Das Problem an der Wurzel anzupacken, erfordert allerdings viel Arbeit, gerade weil es ein komplexes Problem ist. Alle genannten Fotografen haben unsere Wahrnehmung und Sehgewohnheiten so sehr geprägt, dass es schon visuell oftmals schwer ist, Sexismus und Objektifizierung als solche zu erkennen und sie nicht ungewollt zu verteidigen, weil es eben als „schön“ empfunden wird.
Wenn wir uns dann, wie auch oft in Newtons Verteidigung geschehen, die Frage stellen, ob die Kunst nicht auch Missstände aufzeigen, Seximus anprangern kann und muss, dann muss sie natürlich eben jene Missstände auch konkret zeigen. Ansonsten könnte man ihr vorwerfen, Probleme zu beschönigen oder sie gar unsichtbar zu machen. Nadja Auermann sagt in „The Bad and the Beautiful“ über Newton: „Er hält der Gesellschaft einen Spiegel vor.“
Wenn sich dann aber auf der anderen Seite visuelle Kunst gegen die Möglichkeit entscheidet, sich explizit zu erklären, wenn also eigentlich nie ganz klar ist, was wir als Betrachtende gerade sehen, muss sie sich auch verschiedenen, validen Interpretationsmöglichkeiten stellen. Und eine dieser validen Interpretationsmöglichkeiten kann dann auch in Formen von Protest enden, die beinhalten, dass Bilder mit Schriftzügen in roter Farbe übersprüht werden. So radikal die Kunst, so radikal der Protest.
Zumal sich die Frage stellt, wie viel Reproduktionen von Sexismus, mit welcher Intention auch immer, wir im Jahr 2020 noch brauchen, bevor wir das Problem zumindest erkennen.
Die Lösungsfindung wird uns wohl noch über Jahre hinweg begleiten.

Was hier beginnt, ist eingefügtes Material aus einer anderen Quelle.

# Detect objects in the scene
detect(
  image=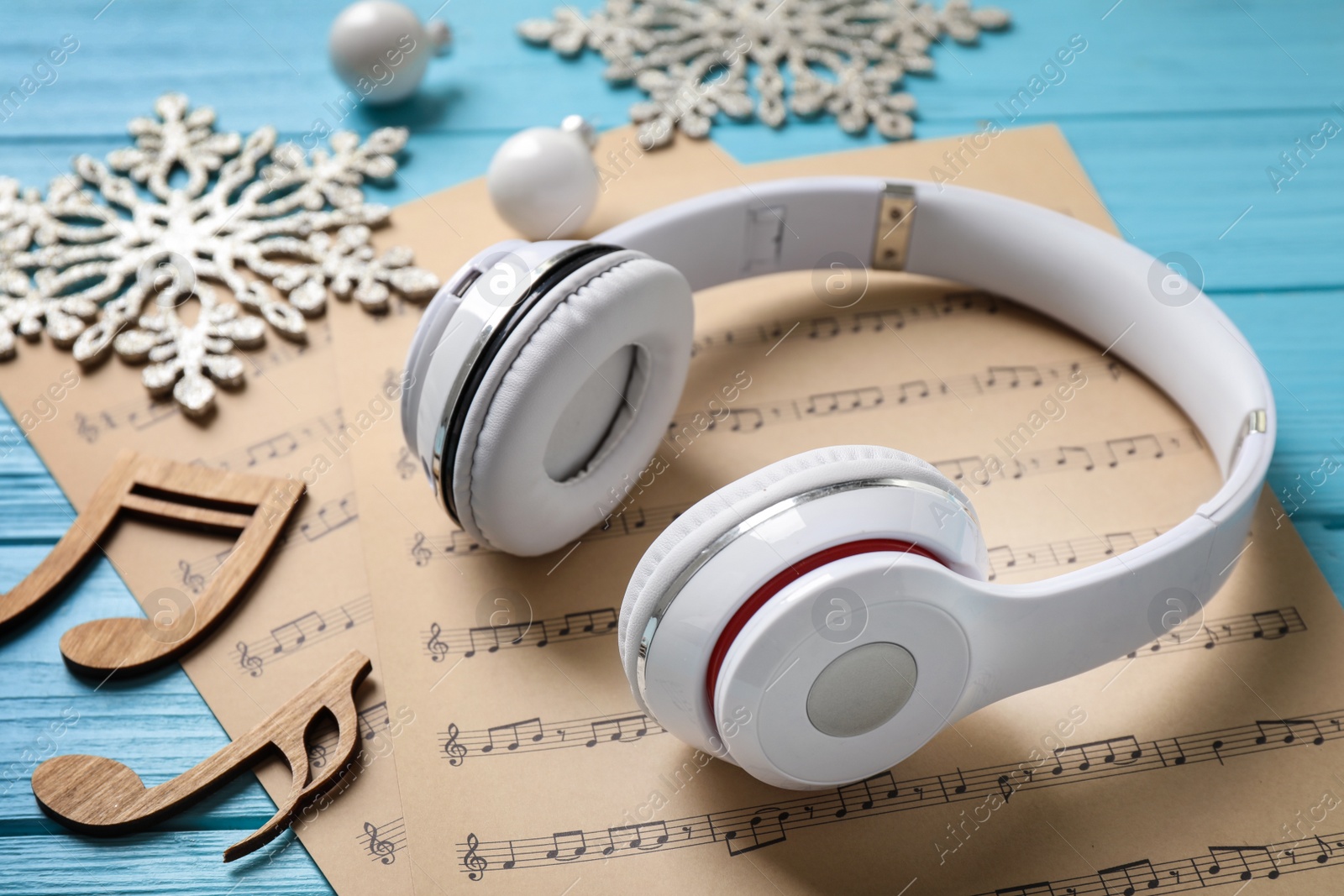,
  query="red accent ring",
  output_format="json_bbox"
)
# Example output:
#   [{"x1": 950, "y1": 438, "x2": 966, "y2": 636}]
[{"x1": 704, "y1": 538, "x2": 950, "y2": 728}]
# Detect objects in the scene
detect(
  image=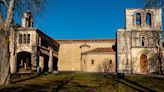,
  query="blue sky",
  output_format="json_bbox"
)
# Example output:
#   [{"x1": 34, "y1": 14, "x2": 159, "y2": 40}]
[{"x1": 34, "y1": 0, "x2": 143, "y2": 39}]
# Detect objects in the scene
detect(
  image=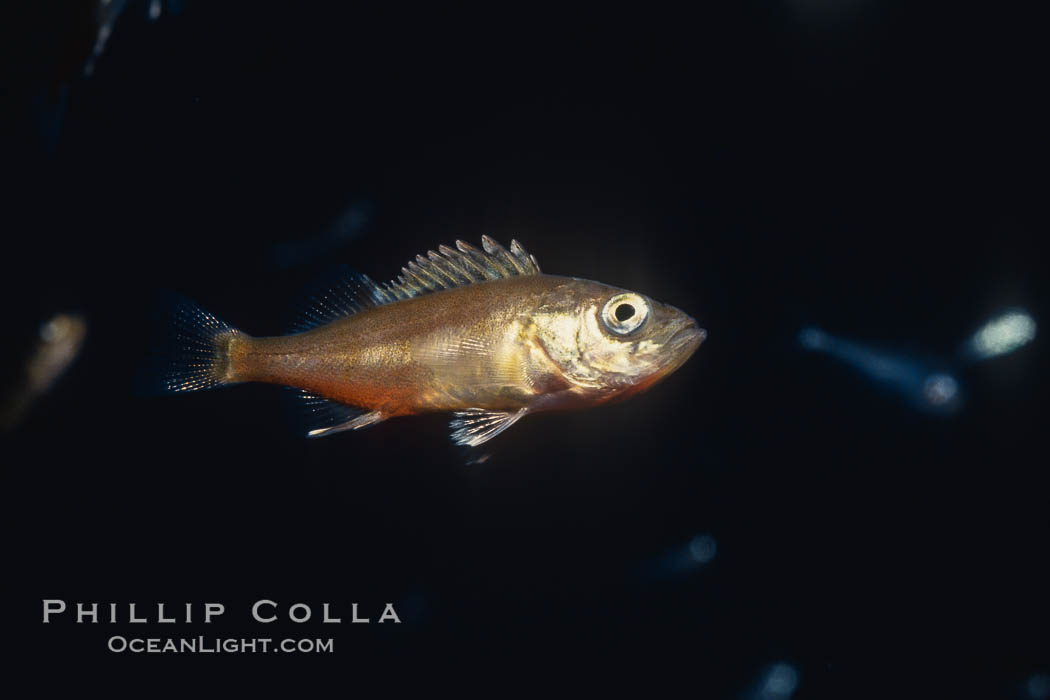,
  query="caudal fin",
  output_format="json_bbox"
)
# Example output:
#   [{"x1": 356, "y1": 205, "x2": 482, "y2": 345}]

Vielleicht ist ein Fazit daraus, dass noch mehr Frauen hinter die Kamera müssen. Die Bilder von Alice Springs, Newtons Frau, sprechen eine völlig andere Sprache und zeigen ein im gegenseitigen Dialog stattfindendes Empowerment, welches die Person zeigt und nicht die Projektionen eines Mannes.